Tweet Pee loves going to concerts, though sometimes outdoor festivals give him the heebie jeebies on account that he'll most likely have to unleash his waste stream of consciousness in the stench centers known as port-a-potties.
Usually Tweet Pee looks for an alternative tract of nature reserve to let the remaining bladder blasts sufficiently fertilize some blades of grass. It's certainly an excusable and preferable option to being trapped in a god-forsaken plastic room that, given the wrong crowd, would be deemed easily tippable.
That sort of crowd was on hand for this year's 10th Annual Gathering of the Juggalos, which took place this past weekend in Hardin County, Illinois and featured awesome events like performances by the likes of Warren G and Vanilla Ice to go along with late night drunken, Flashlight wrestling. However, when a whole lot of awesome is unleashed on one site it's a usually a safe bet that a few thousand rotten apples will probably spoil the good time.
Such was the case when the supremely-talented (read "seriously annoying but still somehow relevant") Tila Tequila took the stage to sing her aptly-titled new single "I Fucked the DJ." The few aforementioned rotten apples took this performance as an opportunity to not only hurl rocks and bottles at the pint-sized MySpace starlet, but they also flung feces in Ms. Tequila's general direction.
Tweet Pee can think of a few disgusting things, but none more than the taste of fecal matter in one's mouth. That is not where the disgust ends. In fact, there are several levels of disgust in this entire equation:
Disgust level 1: Tila Tequila was booked to perform her single entitled "I Fucked the DJ"

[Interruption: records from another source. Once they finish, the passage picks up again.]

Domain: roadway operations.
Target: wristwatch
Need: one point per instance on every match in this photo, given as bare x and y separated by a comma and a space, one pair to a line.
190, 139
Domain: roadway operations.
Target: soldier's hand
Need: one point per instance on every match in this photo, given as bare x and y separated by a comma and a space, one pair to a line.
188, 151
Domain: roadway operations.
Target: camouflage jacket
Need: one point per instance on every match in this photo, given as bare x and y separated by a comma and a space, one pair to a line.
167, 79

Disgust level 2: The violent nature of the attack on Ms. Tequila, untalented as she may be. People actually picked up feces and flung it at someone, thereby proving our evolutionary descent from simian beings.
Disgust level 3: It was reported that the fecal matter thrown was also mixed in with urine, as both had been soaked into a watermelon. Well, Tweet Pee has heard some heinous things in his time, but ruining a delicious fruit of mother nature such as a watermelon with bodily waste is not one of them. The good earth has plenty of places for us to lay our waste and fertilize the land. Fruit was made for eating, or soaking in vodka and then eating. This stewing of deliciousness in bodily waste (as precious as our own urine) is something Tweet Pee finds abhorrent.

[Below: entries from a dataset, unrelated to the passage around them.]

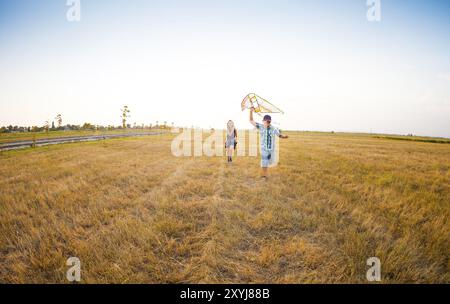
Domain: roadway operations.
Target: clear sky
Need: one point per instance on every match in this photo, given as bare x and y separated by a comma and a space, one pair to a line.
192, 62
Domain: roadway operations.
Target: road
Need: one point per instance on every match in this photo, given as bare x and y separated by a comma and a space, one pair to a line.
61, 140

As is the case, Tweet Pee is totally turned off by this blatant misuse of both urine and nature and shan't be attending next year's "Gathering of the Juggalos" even if it is promised that he'll make 10 new best friends and Sweet Sugar Slam guarantees him sexual favors and a performance by Snow.
Monday, August 16, 2010
Thursday, August 12, 2010
Oh, The Places I Go: Brooklyn Bowl
Tweet Pee was pretty sure being invited to a place called Brooklyn Bowl would be the perfect opportunity to relaunch his labor of love to all things related to latrine and stream.
After all, what better way to celebrate the act of urination than to visit an establishment named after his favortie borough and his favorite place of piss-ness (he'd have picked urinals but for the splashback).
Upon his arrival, Tweet Pee was in for a rude awakening. Brooklyn Bowl was not a public forum where one could flush their waste along with one's inhibitions right down the toilet. It was merely a spot for knocking over some pins, chugging a few beers and then letting it flow in a substantially more private setting upstairs.
While Tweet Pee was a little disappointed over the lack of openness in terms of bodily functions at Brooklyn Bowl, at least he got to use the Brooklyn Bowl.